近未来通信代理店訴訟の福岡判決
近未来通信の九州地区の代理店に対して被害者が損害賠償請求を求めていた訴訟で、福岡地裁第1民事部(田中哲郎裁判長)は本日、代理店の法的責任を認め、5人の被害者に対して、合計金4740万6138円の支払いを命じました。
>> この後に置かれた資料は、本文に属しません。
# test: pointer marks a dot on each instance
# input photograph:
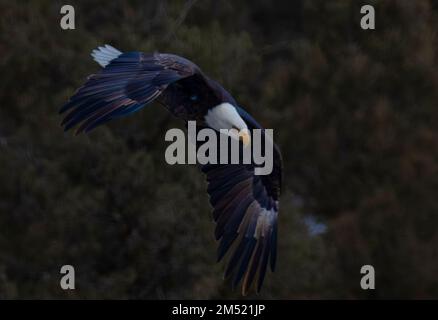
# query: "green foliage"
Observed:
(354, 113)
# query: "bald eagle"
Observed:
(245, 205)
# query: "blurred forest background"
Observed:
(354, 112)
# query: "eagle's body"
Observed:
(245, 205)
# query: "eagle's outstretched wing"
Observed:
(128, 82)
(245, 210)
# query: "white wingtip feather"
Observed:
(104, 55)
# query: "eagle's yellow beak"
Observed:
(245, 137)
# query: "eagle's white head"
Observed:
(225, 116)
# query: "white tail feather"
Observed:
(104, 55)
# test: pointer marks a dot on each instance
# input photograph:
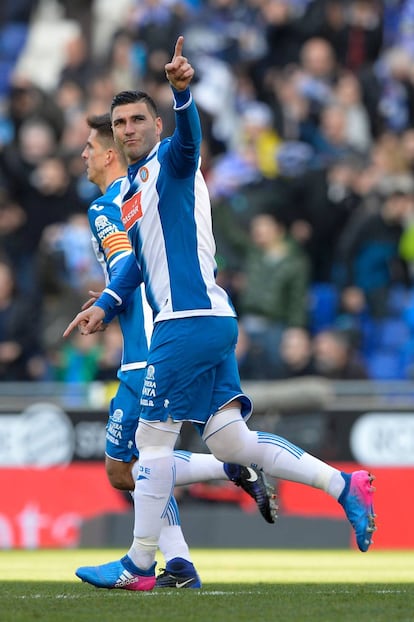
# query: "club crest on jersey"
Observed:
(131, 211)
(143, 173)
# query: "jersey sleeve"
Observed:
(183, 147)
(119, 290)
(111, 242)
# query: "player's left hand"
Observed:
(179, 72)
(88, 321)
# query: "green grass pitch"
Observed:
(238, 585)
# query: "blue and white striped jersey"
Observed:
(112, 249)
(166, 212)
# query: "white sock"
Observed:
(277, 456)
(153, 489)
(191, 468)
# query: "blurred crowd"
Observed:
(307, 108)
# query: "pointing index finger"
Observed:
(179, 47)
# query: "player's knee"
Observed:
(119, 475)
(223, 451)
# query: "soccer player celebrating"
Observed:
(106, 167)
(191, 372)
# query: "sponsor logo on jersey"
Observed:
(144, 173)
(131, 211)
(104, 227)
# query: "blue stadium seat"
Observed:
(391, 334)
(6, 69)
(323, 306)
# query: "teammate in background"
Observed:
(191, 367)
(106, 167)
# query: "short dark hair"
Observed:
(102, 124)
(132, 97)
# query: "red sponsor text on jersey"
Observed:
(131, 211)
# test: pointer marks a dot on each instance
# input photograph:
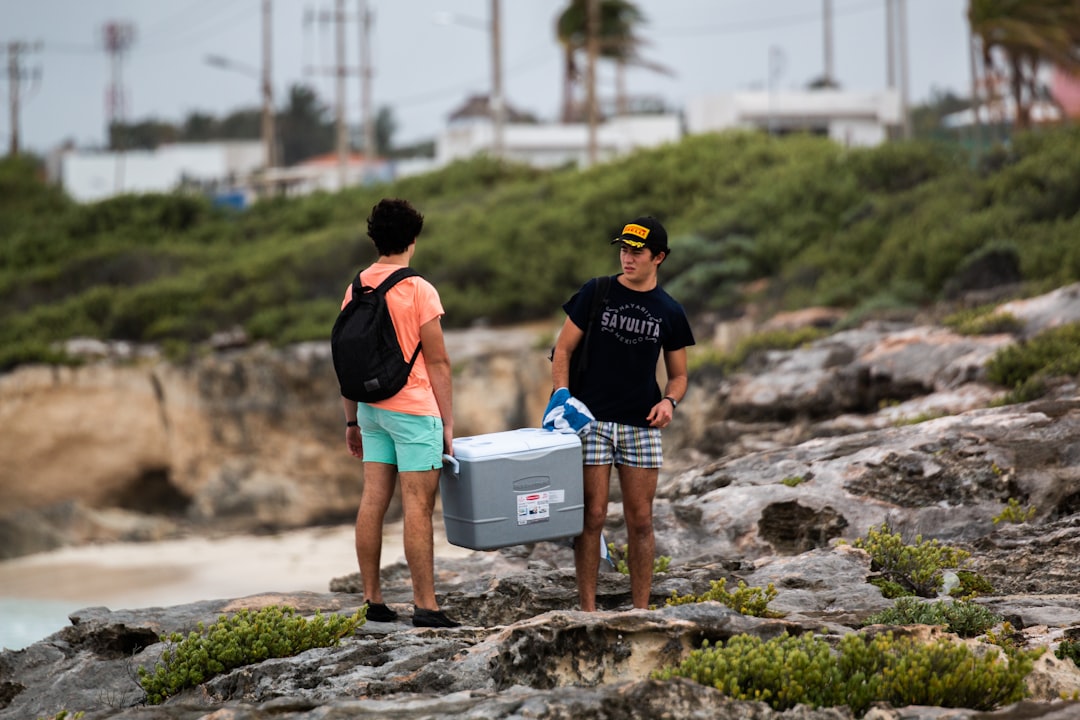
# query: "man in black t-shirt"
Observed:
(636, 324)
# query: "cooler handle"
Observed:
(453, 462)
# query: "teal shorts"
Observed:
(413, 443)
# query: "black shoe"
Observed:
(423, 617)
(378, 612)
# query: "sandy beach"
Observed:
(126, 575)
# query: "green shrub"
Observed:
(1025, 366)
(244, 638)
(783, 222)
(786, 671)
(908, 569)
(1013, 513)
(746, 600)
(619, 557)
(759, 342)
(983, 321)
(964, 617)
(1069, 649)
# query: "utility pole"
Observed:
(118, 39)
(829, 75)
(592, 31)
(498, 104)
(16, 76)
(976, 97)
(904, 94)
(895, 19)
(342, 138)
(269, 141)
(366, 72)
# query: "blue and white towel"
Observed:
(566, 413)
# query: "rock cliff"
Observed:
(770, 472)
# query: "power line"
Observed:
(171, 24)
(766, 24)
(17, 78)
(202, 29)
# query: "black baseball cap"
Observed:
(645, 231)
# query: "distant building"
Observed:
(471, 131)
(325, 173)
(90, 176)
(850, 119)
(1065, 89)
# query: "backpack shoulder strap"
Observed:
(392, 279)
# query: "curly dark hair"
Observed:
(393, 225)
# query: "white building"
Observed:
(90, 176)
(850, 119)
(556, 144)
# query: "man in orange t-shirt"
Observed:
(405, 435)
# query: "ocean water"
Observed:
(25, 622)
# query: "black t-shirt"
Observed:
(630, 331)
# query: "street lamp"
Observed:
(267, 131)
(497, 102)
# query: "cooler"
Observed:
(512, 488)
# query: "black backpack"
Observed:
(367, 356)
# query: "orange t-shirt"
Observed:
(413, 302)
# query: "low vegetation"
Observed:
(914, 569)
(1027, 366)
(786, 222)
(862, 669)
(746, 600)
(1014, 513)
(241, 639)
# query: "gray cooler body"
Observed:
(511, 488)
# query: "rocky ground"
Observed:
(769, 472)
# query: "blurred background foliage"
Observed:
(791, 222)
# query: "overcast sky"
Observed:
(424, 69)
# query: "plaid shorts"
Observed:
(612, 443)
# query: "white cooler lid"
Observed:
(512, 442)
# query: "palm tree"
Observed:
(1021, 36)
(617, 41)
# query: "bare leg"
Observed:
(638, 489)
(586, 546)
(418, 499)
(379, 480)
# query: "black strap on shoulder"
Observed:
(392, 279)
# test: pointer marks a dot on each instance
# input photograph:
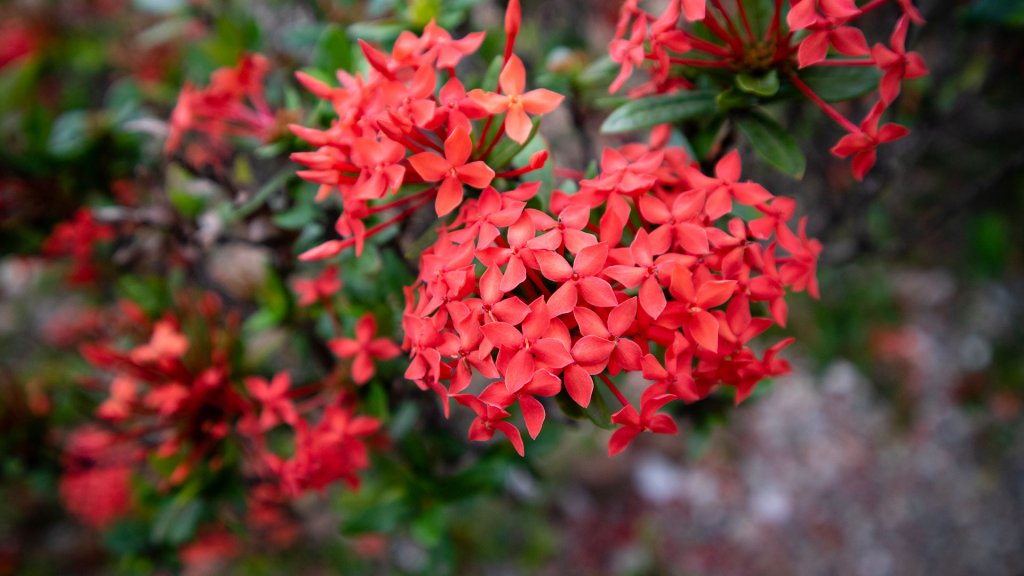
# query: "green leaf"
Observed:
(376, 403)
(176, 522)
(334, 51)
(599, 72)
(840, 83)
(644, 113)
(764, 85)
(71, 133)
(376, 31)
(772, 142)
(188, 205)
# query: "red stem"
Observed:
(706, 46)
(700, 64)
(717, 30)
(613, 388)
(400, 201)
(846, 63)
(747, 22)
(832, 112)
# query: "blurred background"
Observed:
(896, 447)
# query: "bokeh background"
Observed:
(896, 447)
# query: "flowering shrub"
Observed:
(620, 294)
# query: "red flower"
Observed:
(634, 423)
(896, 63)
(693, 301)
(453, 169)
(488, 419)
(862, 144)
(602, 345)
(273, 398)
(580, 279)
(544, 383)
(514, 103)
(365, 348)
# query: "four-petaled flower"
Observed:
(366, 348)
(453, 170)
(514, 103)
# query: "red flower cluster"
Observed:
(800, 35)
(78, 239)
(233, 105)
(96, 483)
(177, 396)
(406, 126)
(640, 272)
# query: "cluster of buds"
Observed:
(404, 125)
(177, 398)
(797, 35)
(232, 106)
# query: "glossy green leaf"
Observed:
(772, 142)
(841, 83)
(334, 51)
(645, 113)
(764, 85)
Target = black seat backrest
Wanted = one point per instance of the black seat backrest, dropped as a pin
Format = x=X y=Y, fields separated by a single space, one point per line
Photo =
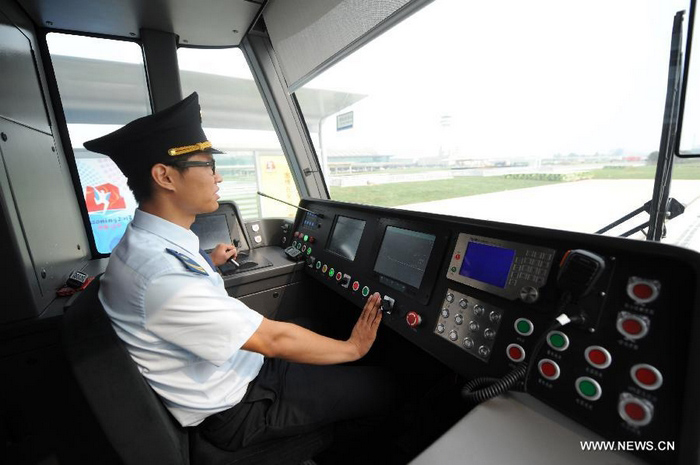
x=133 y=418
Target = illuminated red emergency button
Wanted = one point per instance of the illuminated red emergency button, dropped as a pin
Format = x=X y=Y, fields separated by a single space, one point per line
x=515 y=352
x=598 y=357
x=643 y=290
x=646 y=376
x=413 y=319
x=632 y=326
x=548 y=369
x=635 y=411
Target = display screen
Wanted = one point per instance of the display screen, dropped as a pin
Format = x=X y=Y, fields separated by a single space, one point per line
x=487 y=263
x=211 y=230
x=346 y=237
x=310 y=220
x=404 y=255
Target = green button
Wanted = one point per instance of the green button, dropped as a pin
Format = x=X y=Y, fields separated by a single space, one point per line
x=524 y=327
x=587 y=388
x=557 y=340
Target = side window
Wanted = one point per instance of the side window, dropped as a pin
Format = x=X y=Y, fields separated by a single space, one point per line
x=483 y=115
x=237 y=123
x=102 y=83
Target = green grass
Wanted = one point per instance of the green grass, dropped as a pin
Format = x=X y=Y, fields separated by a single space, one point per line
x=680 y=171
x=402 y=193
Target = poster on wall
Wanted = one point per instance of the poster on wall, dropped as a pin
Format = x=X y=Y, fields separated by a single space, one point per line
x=109 y=201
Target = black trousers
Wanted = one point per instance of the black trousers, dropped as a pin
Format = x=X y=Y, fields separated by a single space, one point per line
x=289 y=398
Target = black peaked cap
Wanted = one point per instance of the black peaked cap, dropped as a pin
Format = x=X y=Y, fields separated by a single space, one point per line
x=158 y=138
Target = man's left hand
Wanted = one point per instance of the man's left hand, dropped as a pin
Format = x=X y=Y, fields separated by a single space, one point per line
x=222 y=253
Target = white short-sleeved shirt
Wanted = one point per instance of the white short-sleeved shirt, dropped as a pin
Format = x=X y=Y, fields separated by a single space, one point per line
x=181 y=327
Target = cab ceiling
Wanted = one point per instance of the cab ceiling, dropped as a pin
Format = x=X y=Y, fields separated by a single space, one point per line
x=201 y=22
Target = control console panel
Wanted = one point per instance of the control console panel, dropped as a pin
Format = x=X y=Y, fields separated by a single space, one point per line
x=481 y=297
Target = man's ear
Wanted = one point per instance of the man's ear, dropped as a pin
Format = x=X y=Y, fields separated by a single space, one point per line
x=163 y=176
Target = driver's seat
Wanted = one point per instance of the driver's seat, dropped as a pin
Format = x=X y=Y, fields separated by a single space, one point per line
x=134 y=419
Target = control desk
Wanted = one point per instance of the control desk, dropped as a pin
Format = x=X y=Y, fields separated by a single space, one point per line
x=482 y=298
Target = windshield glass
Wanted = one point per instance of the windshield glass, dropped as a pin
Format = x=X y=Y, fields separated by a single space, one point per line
x=539 y=113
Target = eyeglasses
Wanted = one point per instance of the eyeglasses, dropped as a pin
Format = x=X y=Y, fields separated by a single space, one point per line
x=189 y=164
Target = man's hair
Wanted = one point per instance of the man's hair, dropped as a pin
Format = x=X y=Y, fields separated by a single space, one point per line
x=142 y=184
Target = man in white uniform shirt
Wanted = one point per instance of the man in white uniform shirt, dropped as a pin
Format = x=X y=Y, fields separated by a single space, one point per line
x=213 y=361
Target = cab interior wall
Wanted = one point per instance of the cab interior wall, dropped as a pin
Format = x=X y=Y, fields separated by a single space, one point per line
x=43 y=221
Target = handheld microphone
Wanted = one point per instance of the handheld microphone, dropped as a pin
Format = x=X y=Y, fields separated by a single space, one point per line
x=291 y=204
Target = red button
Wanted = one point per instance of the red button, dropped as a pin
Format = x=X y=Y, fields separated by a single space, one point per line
x=515 y=353
x=635 y=411
x=642 y=291
x=548 y=369
x=413 y=319
x=597 y=357
x=632 y=326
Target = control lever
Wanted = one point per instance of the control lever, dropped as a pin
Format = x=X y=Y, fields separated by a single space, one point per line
x=579 y=270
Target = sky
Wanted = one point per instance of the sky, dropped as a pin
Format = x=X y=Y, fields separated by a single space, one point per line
x=481 y=79
x=515 y=78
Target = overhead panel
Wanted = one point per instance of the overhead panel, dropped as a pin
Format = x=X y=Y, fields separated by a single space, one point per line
x=309 y=35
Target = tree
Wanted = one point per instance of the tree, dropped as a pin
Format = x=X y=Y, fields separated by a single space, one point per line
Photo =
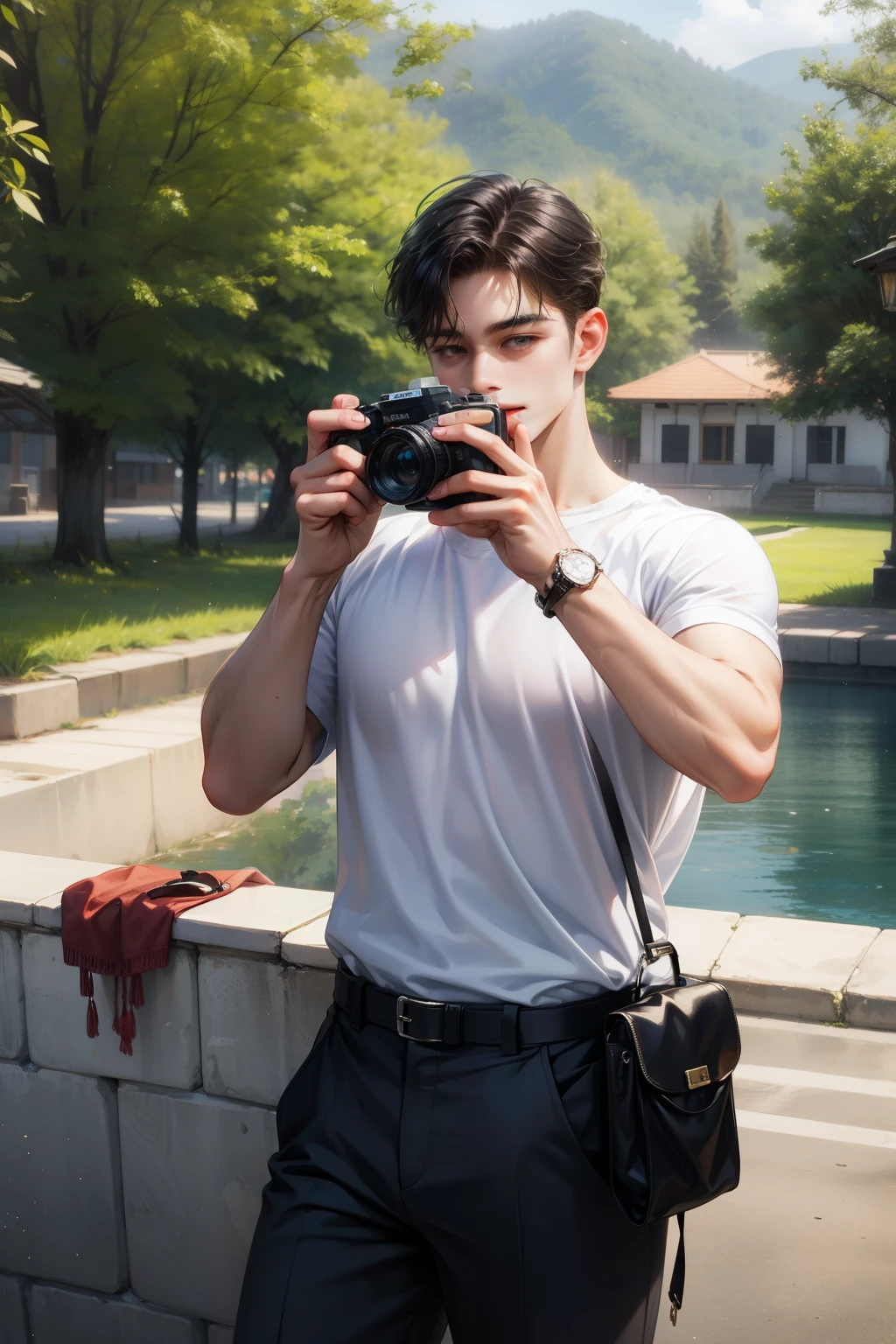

本件は、株式会社近未来通信の九州地区の代理店及びその代表者から勧誘を受けて、近未来通信と業務協約を締結した被害者らが、代理店及びその代表者は、近未来通信の事業が将来破綻することを知った上で、原告らを勧誘したものであり、故意により損害を被らせたと主張し、また、仮に故意がなくても代理店として近未来数審の事業の収益性等について調査してこれを説明すべき義務があるにもかかわらず、これを怠った過失によって損害を被らせたと主張していた事案です。
福岡県弁護士会のHP委員会のIT110番(無料電話相談)を経て、同委員会および消費者委員会の有志10名が原告弁護団を結成して、平成20年12月16日に提訴。
平成21年2月13日の第1回期日後、14回の期日を経て、平成22年12月8日に結審して、本日、判決が言い渡されたものです。
福岡地裁は、代理店の故意は認定しませんでしたが、「業務契約の締結を勧誘する際には、投資額が回収できないという一般的なリスクや、高い還元金やマージン等を支えるに足りる確実な収益基盤がないという本件システム特有のリスクを説明すべき義務があり、投資額の回収可能性や収益の見込み等について、断定的な判断を提供したり、確実であると誤解させる恐れのあることを告げたりして勧誘した場合には、上記説明義務に違反し、不法行為責任が成立する」と判断しました。
その上で、福岡地裁は、代理店代表者の被害者5名に対する各説明義務違反を詳細な事実認定の上で認め、不法行為責任を認めたものです(4名の原告について過失相殺3割、1名の原告について過失相殺7割)。